Lysosomal dysfunction in COPD pathogenesis

Introduction: Lysosomal dysfunction has been linked to the pathogenesis of age-related diseases. Lysosomal integrity is orchestrated through not only biogenesis but also selective autophagic degradation, lysophagy. Cigarette smoke extract (CSE) induces lipofuscin accumulation, which may reflect lysosomal dysfunction along with cellular senescence in lung epithelial cells. Although accelerated cellular senescence has been widely implicated in COPD pathogenesis, involvement of altered lysosomal integrity regulated by lysophagy remains uncertain. Methods: Using human lung tissues and bronchial epithelial cells (HBEC) isolated from normal and COPD lungs, immunohistochemical staining and western blotting (WB) were performed to evaluate LAMP1, Galectin-3, and TRIM16 expression levels.
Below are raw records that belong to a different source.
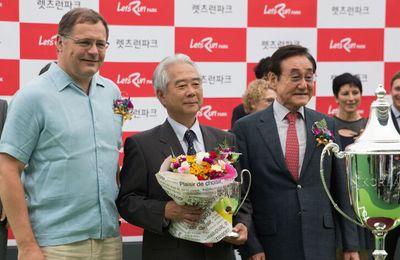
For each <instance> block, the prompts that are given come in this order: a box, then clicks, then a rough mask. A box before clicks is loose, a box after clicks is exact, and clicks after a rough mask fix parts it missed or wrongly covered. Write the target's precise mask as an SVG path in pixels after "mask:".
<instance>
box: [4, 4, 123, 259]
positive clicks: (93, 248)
mask: <svg viewBox="0 0 400 260" xmlns="http://www.w3.org/2000/svg"><path fill="white" fill-rule="evenodd" d="M108 36H109V30H108V25H107V22H106V21H105V20H104V18H103V17H102V16H101V15H100V14H99V13H97V12H96V11H94V10H91V9H88V8H75V9H72V10H70V11H69V12H67V13H66V14H64V15H63V17H62V18H61V21H60V23H59V26H58V35H57V39H56V51H57V64H56V63H52V64H51V65H50V67H49V69H48V71H47V72H46V73H43V74H42V75H40V76H38V77H37V78H35V79H33V80H32V81H30V82H29V83H28V84H27V86H25V87H23V88H21V89H20V90H19V91H18V92H17V94H16V95H15V96H14V98H13V100H12V102H11V104H10V107H9V112H8V114H7V120H6V123H5V125H4V131H3V133H2V136H1V140H0V197H1V199H2V202H3V206H4V210H5V212H6V213H7V219H8V221H9V223H10V226H11V228H12V230H13V234H14V236H15V239H16V241H17V246H18V259H19V260H44V259H47V260H53V259H57V260H58V259H93V260H97V259H98V260H100V259H101V260H106V259H107V260H118V259H122V241H121V236H120V231H119V222H118V220H119V216H118V211H117V207H116V204H115V200H116V198H117V195H118V185H117V182H116V174H117V171H118V169H119V167H118V157H119V149H120V147H121V135H122V116H121V115H119V114H116V113H115V112H114V108H113V104H114V102H115V101H116V100H117V99H120V98H121V94H120V91H119V89H118V86H117V85H116V84H115V83H113V82H112V81H111V80H109V79H106V78H103V77H101V76H100V75H99V74H98V73H97V72H98V71H99V68H100V67H101V65H102V64H103V61H104V58H105V54H106V49H107V47H108V42H107V39H108Z"/></svg>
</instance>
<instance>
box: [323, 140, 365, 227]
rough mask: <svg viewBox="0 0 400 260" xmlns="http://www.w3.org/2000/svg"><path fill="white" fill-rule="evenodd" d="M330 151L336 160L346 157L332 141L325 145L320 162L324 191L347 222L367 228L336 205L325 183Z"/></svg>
mask: <svg viewBox="0 0 400 260" xmlns="http://www.w3.org/2000/svg"><path fill="white" fill-rule="evenodd" d="M330 151H332V153H333V154H334V155H335V157H336V158H338V159H343V158H344V156H345V153H344V152H342V151H340V148H339V146H338V145H337V144H335V143H334V142H332V141H330V142H329V143H328V144H327V145H325V148H324V149H323V150H322V153H321V160H320V164H319V167H320V171H319V173H320V176H321V181H322V185H323V186H324V190H325V192H326V195H328V198H329V200H330V201H331V203H332V205H333V207H334V208H335V209H336V211H337V212H339V213H340V215H342V216H343V217H345V218H346V219H347V220H349V221H351V222H353V223H354V224H356V225H358V226H360V227H365V226H364V225H363V224H362V223H360V222H358V221H356V220H354V219H353V218H351V217H350V216H348V215H347V214H346V213H344V212H343V211H342V210H341V209H340V208H339V206H338V205H337V204H336V202H335V201H334V200H333V197H332V194H331V192H330V191H329V189H328V185H327V184H326V181H325V174H324V157H325V154H326V153H328V155H330Z"/></svg>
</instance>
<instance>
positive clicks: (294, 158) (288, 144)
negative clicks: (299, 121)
mask: <svg viewBox="0 0 400 260" xmlns="http://www.w3.org/2000/svg"><path fill="white" fill-rule="evenodd" d="M297 117H298V113H297V112H295V113H293V112H291V113H288V114H287V115H286V119H287V120H288V121H289V127H288V131H287V134H286V153H285V157H286V158H285V160H286V165H287V167H288V169H289V171H290V173H291V174H292V176H293V179H295V180H296V181H297V180H298V178H299V139H298V138H297V131H296V119H297Z"/></svg>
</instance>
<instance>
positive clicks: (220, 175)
mask: <svg viewBox="0 0 400 260" xmlns="http://www.w3.org/2000/svg"><path fill="white" fill-rule="evenodd" d="M239 155H240V154H239V153H236V152H234V150H233V148H230V147H227V146H226V145H220V146H219V147H218V148H217V149H215V150H214V151H211V152H199V153H197V154H196V155H179V156H177V157H168V158H167V159H166V160H165V161H164V163H163V164H162V165H161V169H160V172H159V173H157V174H156V178H157V181H158V182H159V183H160V185H161V187H162V188H163V189H164V190H165V192H166V193H167V194H168V195H169V196H170V197H171V198H172V199H173V200H174V201H175V202H176V203H177V204H179V205H184V204H186V205H196V206H198V207H201V208H202V209H203V214H202V216H201V218H200V220H199V222H198V223H197V224H195V225H189V224H188V223H186V222H183V221H172V222H171V225H170V227H169V232H170V233H171V234H172V235H173V236H175V237H178V238H181V239H186V240H190V241H195V242H200V243H216V242H219V241H220V240H222V239H223V238H224V237H225V236H227V235H228V234H229V233H230V232H231V231H232V216H233V213H234V212H235V211H236V209H237V208H238V205H239V201H240V185H238V183H237V182H235V178H236V176H237V173H236V169H235V168H234V167H233V165H232V164H234V163H235V162H236V161H237V159H238V158H239Z"/></svg>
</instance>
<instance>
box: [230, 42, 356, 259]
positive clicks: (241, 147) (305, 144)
mask: <svg viewBox="0 0 400 260" xmlns="http://www.w3.org/2000/svg"><path fill="white" fill-rule="evenodd" d="M315 70H316V62H315V60H314V58H313V57H312V56H311V54H310V53H309V52H308V50H307V49H306V48H304V47H301V46H297V45H288V46H283V47H281V48H279V49H278V50H277V51H276V52H275V53H274V54H273V55H272V56H271V65H270V76H271V82H272V84H274V85H275V86H276V90H277V97H276V101H275V102H274V103H273V105H271V106H269V107H268V108H267V109H265V110H263V111H260V112H258V113H255V114H252V115H249V116H247V117H244V118H242V119H240V120H239V121H238V122H237V123H236V124H235V126H234V128H233V132H234V133H235V134H236V137H237V142H238V146H239V150H240V152H242V156H241V161H240V162H241V166H242V167H243V168H247V169H249V170H250V172H251V173H252V176H253V181H252V186H251V190H250V191H251V193H250V201H251V204H252V210H253V214H252V223H251V224H249V225H248V227H249V238H248V241H247V242H246V244H245V246H244V247H243V248H242V249H241V253H242V257H245V258H249V259H268V260H286V259H287V260H289V259H296V260H313V259H315V260H321V259H324V260H327V259H335V225H334V221H333V215H332V214H333V211H334V210H333V207H332V205H331V203H330V201H329V199H328V197H327V195H326V194H325V191H324V189H323V187H322V183H321V180H320V177H319V161H320V157H321V151H322V149H323V147H322V146H318V147H317V144H316V140H315V136H314V135H313V133H312V131H311V128H312V125H313V123H314V122H316V121H320V120H322V119H325V120H326V121H327V124H328V127H329V129H330V130H332V131H334V124H333V121H332V120H331V119H329V118H328V117H326V116H325V115H323V114H321V113H318V112H316V111H314V110H311V109H308V108H306V107H305V105H306V104H307V103H308V101H309V100H310V98H311V96H312V93H313V85H314V74H315ZM324 165H325V175H326V179H327V183H328V185H329V186H330V190H331V192H332V194H333V195H334V196H335V198H336V200H337V202H338V204H339V205H340V206H341V208H343V209H344V210H345V211H346V212H351V208H350V204H349V202H348V194H347V192H346V182H345V172H344V169H343V165H342V162H339V161H338V160H337V159H335V158H327V159H326V162H325V163H324ZM340 220H341V221H340V222H341V228H342V232H343V234H344V237H343V248H344V250H345V251H346V253H345V259H359V256H358V253H357V252H353V251H354V250H355V249H356V248H357V247H358V240H357V237H356V234H357V233H356V232H355V226H353V225H352V224H350V222H346V220H344V219H343V218H341V219H340Z"/></svg>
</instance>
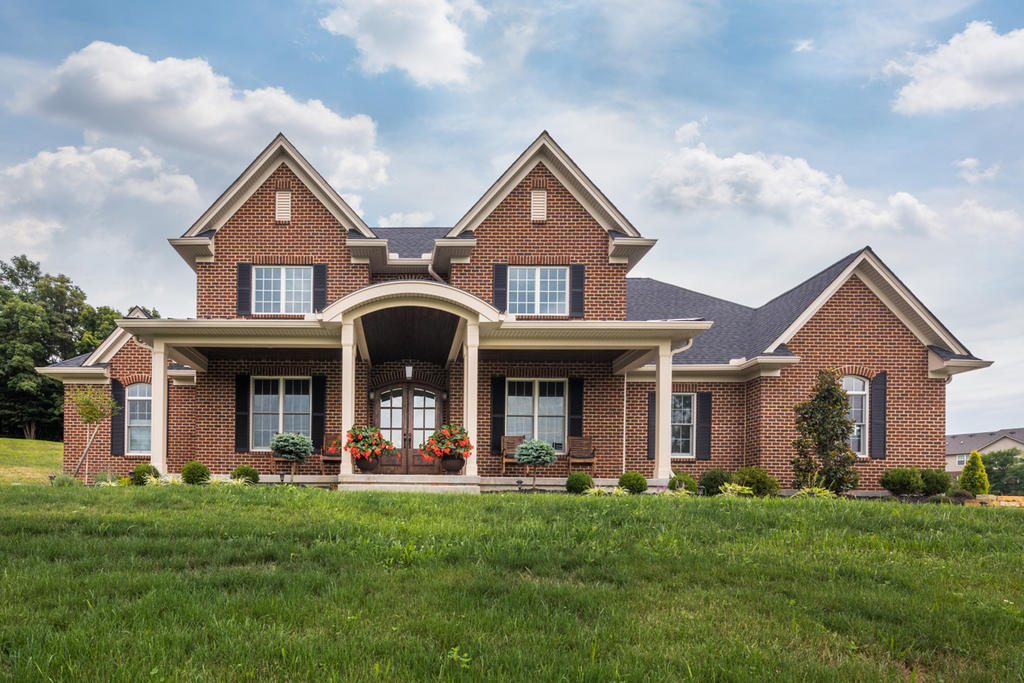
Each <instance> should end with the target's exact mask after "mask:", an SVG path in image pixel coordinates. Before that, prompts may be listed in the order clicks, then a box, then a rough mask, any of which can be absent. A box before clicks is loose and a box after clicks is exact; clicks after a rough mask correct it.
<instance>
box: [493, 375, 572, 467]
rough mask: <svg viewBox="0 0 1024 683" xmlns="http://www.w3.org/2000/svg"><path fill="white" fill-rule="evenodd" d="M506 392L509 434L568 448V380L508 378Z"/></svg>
mask: <svg viewBox="0 0 1024 683" xmlns="http://www.w3.org/2000/svg"><path fill="white" fill-rule="evenodd" d="M505 395H506V402H505V434H506V435H508V436H525V437H526V438H527V439H531V438H537V439H540V440H542V441H547V442H548V443H550V444H551V445H552V446H553V447H554V449H555V451H558V452H562V451H564V450H565V407H566V403H565V380H509V381H508V384H507V387H506V394H505Z"/></svg>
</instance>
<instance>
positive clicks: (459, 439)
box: [420, 425, 473, 472]
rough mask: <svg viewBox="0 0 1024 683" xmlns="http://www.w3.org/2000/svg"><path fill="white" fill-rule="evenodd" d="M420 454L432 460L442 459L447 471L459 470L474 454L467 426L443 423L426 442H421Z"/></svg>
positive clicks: (472, 445)
mask: <svg viewBox="0 0 1024 683" xmlns="http://www.w3.org/2000/svg"><path fill="white" fill-rule="evenodd" d="M420 455H421V456H423V459H424V460H426V461H428V462H430V461H433V460H440V461H441V468H442V469H443V470H444V471H445V472H458V471H459V470H461V469H462V467H463V465H465V464H466V459H467V458H469V457H470V456H471V455H473V444H472V443H470V441H469V434H468V433H467V432H466V428H465V427H463V426H461V425H441V426H440V427H438V428H437V430H436V431H435V432H434V433H433V434H431V436H430V438H428V439H427V440H426V442H425V443H421V444H420Z"/></svg>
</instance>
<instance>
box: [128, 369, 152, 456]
mask: <svg viewBox="0 0 1024 683" xmlns="http://www.w3.org/2000/svg"><path fill="white" fill-rule="evenodd" d="M136 384H148V385H150V397H148V398H138V397H136V398H129V397H128V387H133V386H135V385H136ZM130 400H147V401H150V450H148V451H130V450H129V449H128V444H129V443H131V439H129V438H128V427H130V426H131V420H130V418H129V417H128V416H129V414H130V411H129V410H128V401H130ZM125 455H126V456H150V455H153V384H151V383H150V382H132V383H131V384H129V385H128V386H126V387H125Z"/></svg>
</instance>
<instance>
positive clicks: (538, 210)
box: [529, 188, 548, 222]
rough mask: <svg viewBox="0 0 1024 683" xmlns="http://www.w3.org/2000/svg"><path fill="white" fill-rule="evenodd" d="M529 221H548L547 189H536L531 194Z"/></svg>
mask: <svg viewBox="0 0 1024 683" xmlns="http://www.w3.org/2000/svg"><path fill="white" fill-rule="evenodd" d="M529 219H530V220H531V221H535V222H538V221H543V220H547V219H548V190H547V189H543V188H541V189H535V190H532V191H531V193H530V203H529Z"/></svg>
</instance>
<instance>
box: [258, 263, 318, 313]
mask: <svg viewBox="0 0 1024 683" xmlns="http://www.w3.org/2000/svg"><path fill="white" fill-rule="evenodd" d="M312 309H313V269H312V267H311V266H307V265H305V266H293V265H257V266H253V312H254V313H256V314H260V313H263V314H267V313H309V312H312Z"/></svg>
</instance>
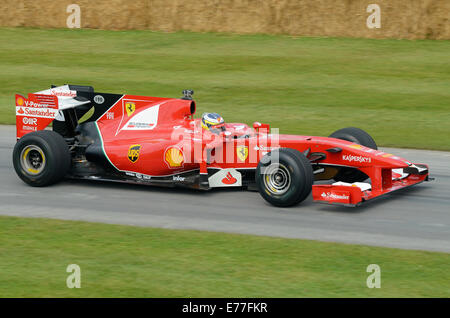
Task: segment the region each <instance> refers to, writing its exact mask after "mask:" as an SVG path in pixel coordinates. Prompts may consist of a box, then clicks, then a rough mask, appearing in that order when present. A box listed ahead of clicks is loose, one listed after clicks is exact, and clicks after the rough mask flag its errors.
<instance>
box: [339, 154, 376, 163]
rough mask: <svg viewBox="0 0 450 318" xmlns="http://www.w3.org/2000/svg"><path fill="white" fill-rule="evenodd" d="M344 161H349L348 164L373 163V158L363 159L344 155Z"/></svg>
mask: <svg viewBox="0 0 450 318" xmlns="http://www.w3.org/2000/svg"><path fill="white" fill-rule="evenodd" d="M342 160H344V161H348V162H360V163H370V162H372V159H371V158H368V157H363V156H354V155H343V156H342Z"/></svg>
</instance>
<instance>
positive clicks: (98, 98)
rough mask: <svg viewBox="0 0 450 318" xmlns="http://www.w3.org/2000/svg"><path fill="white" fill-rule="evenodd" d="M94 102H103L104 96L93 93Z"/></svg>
mask: <svg viewBox="0 0 450 318" xmlns="http://www.w3.org/2000/svg"><path fill="white" fill-rule="evenodd" d="M94 102H95V103H96V104H99V105H100V104H103V103H104V102H105V98H104V97H103V96H102V95H95V96H94Z"/></svg>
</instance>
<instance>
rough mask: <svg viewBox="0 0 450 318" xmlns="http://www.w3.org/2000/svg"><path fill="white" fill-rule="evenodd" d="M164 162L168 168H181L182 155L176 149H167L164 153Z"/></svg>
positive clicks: (168, 148) (178, 149)
mask: <svg viewBox="0 0 450 318" xmlns="http://www.w3.org/2000/svg"><path fill="white" fill-rule="evenodd" d="M164 161H165V162H166V164H167V165H168V166H169V168H180V167H183V163H184V154H183V152H182V151H181V150H180V149H179V148H178V147H169V148H167V149H166V151H165V152H164Z"/></svg>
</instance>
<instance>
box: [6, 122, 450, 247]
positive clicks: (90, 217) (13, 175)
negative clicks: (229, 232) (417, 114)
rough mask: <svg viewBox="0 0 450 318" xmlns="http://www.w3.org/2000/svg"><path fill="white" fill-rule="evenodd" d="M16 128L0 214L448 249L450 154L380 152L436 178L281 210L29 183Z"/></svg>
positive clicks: (232, 198) (256, 203) (261, 205)
mask: <svg viewBox="0 0 450 318" xmlns="http://www.w3.org/2000/svg"><path fill="white" fill-rule="evenodd" d="M14 143H15V127H14V126H0V180H1V182H0V214H1V215H11V216H23V217H45V218H55V219H64V220H83V221H91V222H102V223H113V224H127V225H135V226H149V227H160V228H170V229H196V230H208V231H219V232H231V233H246V234H256V235H267V236H278V237H287V238H303V239H313V240H320V241H335V242H343V243H350V244H364V245H374V246H388V247H396V248H402V249H419V250H430V251H443V252H447V253H449V252H450V191H449V189H450V153H449V152H439V151H423V150H409V149H387V148H386V151H388V152H390V153H394V154H398V155H400V156H403V157H405V158H406V159H408V160H410V161H412V162H418V163H427V164H429V165H430V171H431V174H432V177H435V178H436V180H435V181H433V182H426V183H423V184H420V185H418V186H415V187H412V188H409V189H405V190H402V191H400V192H396V193H393V194H390V195H387V196H386V197H384V198H381V199H378V200H377V201H374V202H371V203H370V204H369V203H368V204H367V205H365V206H361V207H358V208H345V207H336V206H328V205H324V204H318V203H313V202H312V200H311V198H309V199H308V200H307V201H305V202H303V203H302V204H301V205H299V206H296V207H293V208H287V209H280V208H275V207H273V206H270V205H269V204H267V203H266V202H265V201H264V200H263V199H262V198H261V197H260V195H259V193H257V192H247V191H240V190H231V191H230V190H214V191H210V192H199V191H193V190H179V189H164V188H156V187H149V186H135V185H128V184H115V183H105V182H94V181H65V182H62V183H60V184H58V185H54V186H51V187H47V188H32V187H29V186H27V185H26V184H24V183H23V182H22V181H21V180H20V179H19V178H18V177H17V176H16V174H15V172H14V169H13V166H12V162H11V157H12V149H13V146H14Z"/></svg>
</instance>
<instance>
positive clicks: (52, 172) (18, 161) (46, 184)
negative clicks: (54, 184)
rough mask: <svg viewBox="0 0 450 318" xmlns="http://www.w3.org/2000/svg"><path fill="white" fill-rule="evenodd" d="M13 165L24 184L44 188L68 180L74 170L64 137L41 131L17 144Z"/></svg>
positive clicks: (34, 133) (22, 140)
mask: <svg viewBox="0 0 450 318" xmlns="http://www.w3.org/2000/svg"><path fill="white" fill-rule="evenodd" d="M13 164H14V169H15V170H16V173H17V175H18V176H19V178H20V179H22V180H23V181H24V182H26V183H28V184H29V185H31V186H34V187H44V186H48V185H51V184H54V183H56V182H58V181H60V180H62V179H63V178H64V176H65V175H66V174H67V172H68V171H69V169H70V164H71V155H70V151H69V147H68V145H67V143H66V142H65V140H64V138H63V137H62V136H61V135H59V134H58V133H56V132H54V131H49V130H41V131H36V132H32V133H29V134H26V135H25V136H23V137H22V138H21V139H20V140H19V141H18V142H17V143H16V145H15V146H14V151H13Z"/></svg>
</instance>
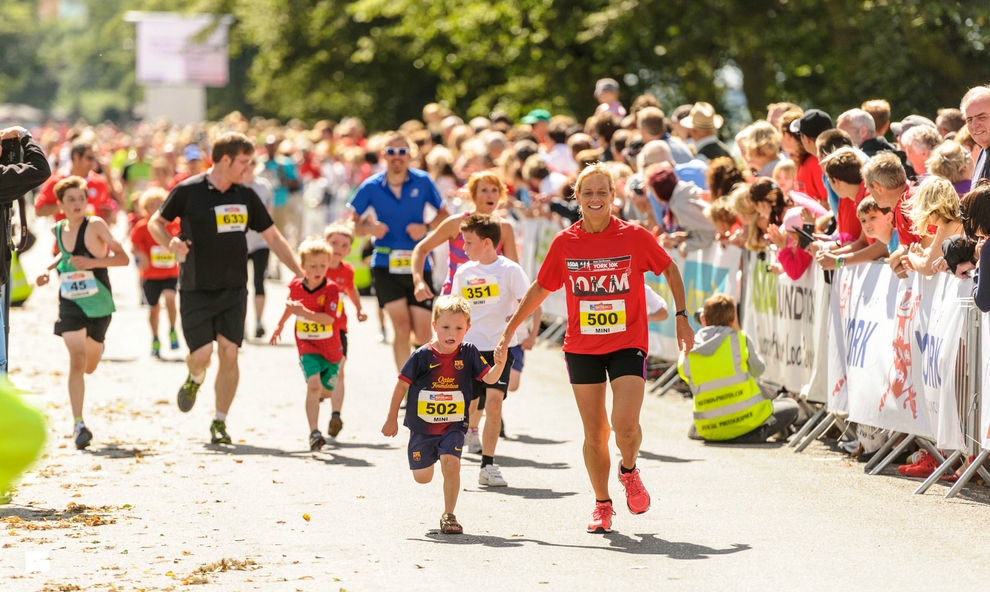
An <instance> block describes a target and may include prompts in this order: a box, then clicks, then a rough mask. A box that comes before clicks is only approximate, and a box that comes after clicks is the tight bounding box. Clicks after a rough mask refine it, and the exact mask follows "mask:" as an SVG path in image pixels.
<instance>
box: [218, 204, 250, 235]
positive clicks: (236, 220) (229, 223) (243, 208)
mask: <svg viewBox="0 0 990 592" xmlns="http://www.w3.org/2000/svg"><path fill="white" fill-rule="evenodd" d="M213 210H214V211H215V212H216V214H217V232H244V231H245V230H247V206H245V205H241V204H228V205H225V206H217V207H215V208H213Z"/></svg>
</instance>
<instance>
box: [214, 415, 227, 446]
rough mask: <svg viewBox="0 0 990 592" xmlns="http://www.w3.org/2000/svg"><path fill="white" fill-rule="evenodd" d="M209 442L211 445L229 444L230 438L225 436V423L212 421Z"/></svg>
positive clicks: (226, 427)
mask: <svg viewBox="0 0 990 592" xmlns="http://www.w3.org/2000/svg"><path fill="white" fill-rule="evenodd" d="M210 442H212V443H213V444H230V443H231V439H230V436H228V435H227V422H226V421H220V420H219V419H214V420H213V423H212V424H210Z"/></svg>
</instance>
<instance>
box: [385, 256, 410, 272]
mask: <svg viewBox="0 0 990 592" xmlns="http://www.w3.org/2000/svg"><path fill="white" fill-rule="evenodd" d="M388 272H389V273H394V274H396V275H411V274H412V251H389V254H388Z"/></svg>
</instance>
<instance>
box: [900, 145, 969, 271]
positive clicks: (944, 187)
mask: <svg viewBox="0 0 990 592" xmlns="http://www.w3.org/2000/svg"><path fill="white" fill-rule="evenodd" d="M915 129H918V128H915ZM911 131H914V130H911ZM907 214H908V217H909V218H910V219H911V226H912V228H913V229H914V232H916V233H917V234H918V235H919V236H922V237H932V240H931V242H930V243H929V246H928V247H927V248H924V247H922V246H921V243H914V244H913V245H911V248H910V249H909V250H908V257H907V261H905V264H909V265H910V267H911V268H913V269H914V270H915V271H917V272H918V273H920V274H922V275H925V276H930V275H932V274H934V273H935V270H933V269H932V262H933V261H935V260H936V259H938V258H939V257H941V256H942V241H944V240H945V239H947V238H949V237H950V236H953V235H956V234H959V233H960V232H961V231H962V222H961V221H960V220H959V194H957V193H956V190H955V188H953V187H952V183H949V182H948V181H947V180H945V179H942V178H939V177H928V178H927V179H925V180H924V181H923V182H922V183H921V185H920V186H919V187H918V191H917V192H916V193H915V195H914V199H912V200H911V204H910V210H909V211H908V212H907ZM932 227H934V231H933V229H932Z"/></svg>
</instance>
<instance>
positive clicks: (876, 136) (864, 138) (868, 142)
mask: <svg viewBox="0 0 990 592" xmlns="http://www.w3.org/2000/svg"><path fill="white" fill-rule="evenodd" d="M835 127H837V128H839V129H840V130H842V131H844V132H846V133H847V134H849V137H850V138H852V141H853V144H855V145H856V146H859V149H860V150H862V151H863V154H865V155H866V157H867V158H873V156H874V155H876V154H877V153H879V152H885V151H886V152H893V153H894V154H896V155H897V158H900V159H901V165H903V166H904V169H905V170H906V171H908V173H909V175H910V173H912V172H913V170H909V169H908V167H909V166H911V165H910V163H908V160H907V155H906V154H904V151H903V150H898V148H897V147H896V146H894V145H893V144H891V143H890V142H888V141H887V139H886V138H884V137H883V136H879V137H878V136H877V127H876V118H875V117H874V116H873V115H870V113H869V112H867V111H865V110H864V109H850V110H848V111H846V112H845V113H843V114H842V115H840V116H839V119H838V120H836V122H835ZM819 156H821V155H819Z"/></svg>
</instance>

Lipofuscin was detected by Schmorl staining. Aggresome formation was examined by using detection kit. SiRNA-mediated knockdown experiments were performed to elucidate the role of TRIM16 in lysophagy. Results: Schmorl staining showed increase in lipofuscin positive epithelial cells in COPD lungs. LAMP1 and Galectin-3 expression levels were upregulated and electron microscopic evaluation showed increase in number of lysosomes in COPD lungs. Accumulation of aggresome, reflecting insufficient lysosomal degradation was also detected. TRIM16, a platform for autophagic initiation during lysophagy, was reduced in COPD. TRIM16 knockdown significantly enhanced CSE-induced ROS production, aggresome formation, and cellular senescence in HBEC. Conclusion: These findings suggest that accumulation of dysfunctional lysosome, which is attributed to reduced TRIM16-mediated lysophagy, can be associated with enhanced epithelial cell damage during COPD pathogenesis.